Although the court below did not file any findings of fact and conclusions of law, we think the evidence adduced upon the hearing of the application for mandamus was sufficient to sustain findings to the effect that on December 13, 1948 the Justice of the Peace inadvertently entered judgment by default against Weibusch as the result of a clerical error in failing to make his customary record when an answer is filed; that on December 29, after the term of his court had expired, the Justice of the Peace discovered that Weibusch had not been in default and thereupon he entered an order vacating the prior judgment; that appellant then moved the Justice of the Peace to set aside the vacating order, to reinstate the default judgment and to issue execution thereon; and that the latter motion, after some character of a hearing, was overruled. Neither the citation that was served upon Weibusch nor the default judgment that was entered against him in the Justice Court or the order overruling appellant’s motion to reinstate the same was introduced in evidence upon the hearing of the application for mandamus, notwithstanding such instruments or properly certified copies thereof would have been the best evidence as to the recitals and contents of each.

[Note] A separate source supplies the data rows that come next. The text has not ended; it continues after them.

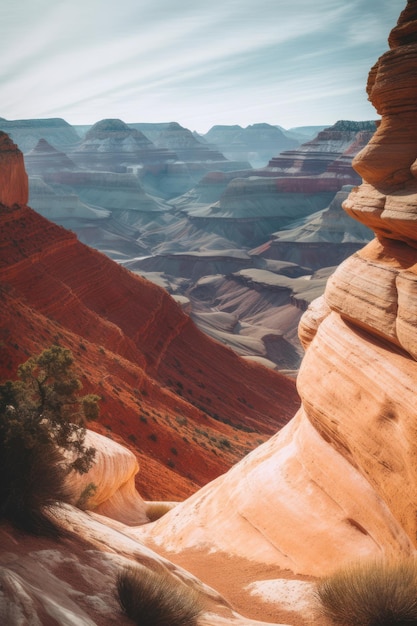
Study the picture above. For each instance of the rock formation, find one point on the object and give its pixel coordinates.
(323, 240)
(157, 373)
(111, 145)
(44, 158)
(26, 133)
(257, 143)
(339, 481)
(13, 177)
(330, 152)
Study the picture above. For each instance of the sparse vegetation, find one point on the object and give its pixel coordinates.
(42, 433)
(153, 599)
(376, 593)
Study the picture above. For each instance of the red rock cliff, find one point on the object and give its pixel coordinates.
(188, 406)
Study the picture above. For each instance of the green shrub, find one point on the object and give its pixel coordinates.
(41, 418)
(152, 599)
(375, 593)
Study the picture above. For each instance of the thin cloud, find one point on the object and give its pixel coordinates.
(287, 62)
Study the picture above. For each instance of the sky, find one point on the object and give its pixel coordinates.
(197, 62)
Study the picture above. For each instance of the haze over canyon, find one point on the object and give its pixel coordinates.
(248, 319)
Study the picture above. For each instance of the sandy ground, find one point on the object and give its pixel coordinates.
(230, 575)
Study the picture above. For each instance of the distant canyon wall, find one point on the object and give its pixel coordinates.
(339, 482)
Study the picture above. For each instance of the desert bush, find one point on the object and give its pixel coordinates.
(375, 593)
(153, 599)
(42, 417)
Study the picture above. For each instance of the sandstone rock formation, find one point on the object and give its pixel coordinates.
(26, 133)
(330, 152)
(325, 238)
(13, 177)
(257, 143)
(44, 158)
(338, 483)
(111, 145)
(157, 373)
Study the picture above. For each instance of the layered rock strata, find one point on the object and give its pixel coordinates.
(13, 177)
(338, 483)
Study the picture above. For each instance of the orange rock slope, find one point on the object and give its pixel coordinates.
(339, 482)
(186, 405)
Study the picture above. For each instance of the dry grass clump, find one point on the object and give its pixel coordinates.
(153, 599)
(376, 593)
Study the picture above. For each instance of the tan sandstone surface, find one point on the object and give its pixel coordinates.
(334, 485)
(338, 482)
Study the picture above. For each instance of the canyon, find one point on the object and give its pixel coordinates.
(168, 205)
(334, 480)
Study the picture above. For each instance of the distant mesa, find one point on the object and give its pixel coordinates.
(26, 133)
(45, 158)
(255, 143)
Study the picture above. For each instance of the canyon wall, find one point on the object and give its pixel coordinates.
(338, 483)
(13, 177)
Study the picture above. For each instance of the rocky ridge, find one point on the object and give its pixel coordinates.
(154, 368)
(346, 460)
(336, 483)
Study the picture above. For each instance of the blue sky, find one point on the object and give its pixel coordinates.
(197, 62)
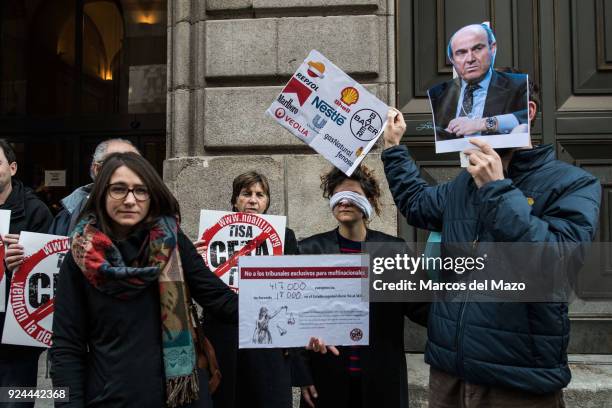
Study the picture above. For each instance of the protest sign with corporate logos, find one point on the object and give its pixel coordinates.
(5, 221)
(229, 235)
(329, 111)
(29, 314)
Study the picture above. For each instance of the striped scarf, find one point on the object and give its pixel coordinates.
(103, 266)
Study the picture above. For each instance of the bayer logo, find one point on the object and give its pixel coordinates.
(366, 124)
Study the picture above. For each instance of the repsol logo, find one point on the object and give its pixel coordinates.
(308, 82)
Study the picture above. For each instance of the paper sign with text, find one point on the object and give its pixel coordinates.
(29, 314)
(286, 300)
(228, 235)
(329, 111)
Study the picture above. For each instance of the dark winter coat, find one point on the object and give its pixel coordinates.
(516, 345)
(384, 376)
(65, 221)
(108, 351)
(28, 213)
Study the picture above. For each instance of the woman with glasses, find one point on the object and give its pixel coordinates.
(123, 335)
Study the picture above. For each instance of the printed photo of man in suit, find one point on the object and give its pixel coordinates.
(481, 100)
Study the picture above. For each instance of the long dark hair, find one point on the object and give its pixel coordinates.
(246, 180)
(162, 201)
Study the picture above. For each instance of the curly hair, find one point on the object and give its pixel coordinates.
(363, 175)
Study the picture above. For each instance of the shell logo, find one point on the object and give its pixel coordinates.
(349, 95)
(315, 69)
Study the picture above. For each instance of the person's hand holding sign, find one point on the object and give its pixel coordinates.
(14, 252)
(485, 165)
(201, 247)
(396, 126)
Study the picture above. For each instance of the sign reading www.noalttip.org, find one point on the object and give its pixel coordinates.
(329, 111)
(29, 316)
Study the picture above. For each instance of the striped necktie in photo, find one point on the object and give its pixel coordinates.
(468, 99)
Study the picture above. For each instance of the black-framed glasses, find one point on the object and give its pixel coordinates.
(119, 191)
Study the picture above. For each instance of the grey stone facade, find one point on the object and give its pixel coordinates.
(227, 60)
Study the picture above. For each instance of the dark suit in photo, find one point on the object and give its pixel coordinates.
(507, 93)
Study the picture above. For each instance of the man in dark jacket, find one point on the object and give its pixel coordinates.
(18, 364)
(497, 354)
(65, 220)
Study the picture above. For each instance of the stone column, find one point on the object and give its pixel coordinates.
(227, 61)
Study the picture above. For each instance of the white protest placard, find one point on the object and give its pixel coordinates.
(285, 300)
(29, 314)
(228, 235)
(5, 222)
(329, 111)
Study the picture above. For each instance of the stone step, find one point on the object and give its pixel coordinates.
(591, 385)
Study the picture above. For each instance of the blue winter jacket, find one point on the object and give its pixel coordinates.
(516, 345)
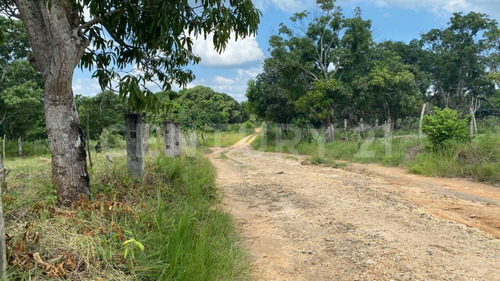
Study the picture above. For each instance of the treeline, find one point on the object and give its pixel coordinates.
(21, 100)
(325, 68)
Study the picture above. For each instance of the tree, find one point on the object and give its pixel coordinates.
(393, 88)
(268, 100)
(105, 110)
(201, 106)
(311, 50)
(154, 36)
(459, 66)
(25, 110)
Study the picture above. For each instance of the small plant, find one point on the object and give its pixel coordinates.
(444, 127)
(130, 247)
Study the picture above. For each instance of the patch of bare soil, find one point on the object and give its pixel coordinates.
(362, 222)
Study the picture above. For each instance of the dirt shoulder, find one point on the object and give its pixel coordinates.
(306, 222)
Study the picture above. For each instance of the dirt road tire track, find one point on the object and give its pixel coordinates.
(304, 222)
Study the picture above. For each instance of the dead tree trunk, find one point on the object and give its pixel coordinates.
(57, 49)
(135, 160)
(420, 123)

In our opinion the affirmative duty rested upon appellant to bring before the court all necessary parties to the mandamus proceeding and to make a clear showing by the introduction of competent evidence of its right to the relief sought. Under the circumstances shown by this record we think Weibusch was a necessary party to such proceeding and in his absence, the court below could not properly grant the relief there sought, regardless of any other consideration. Nevitt v. Wilson, 116 Tex. 29, 285 S.W. 1079, pt. 1, 48 A.L.R. 355.
' Accordingly, the judgment appealed from is affirmed.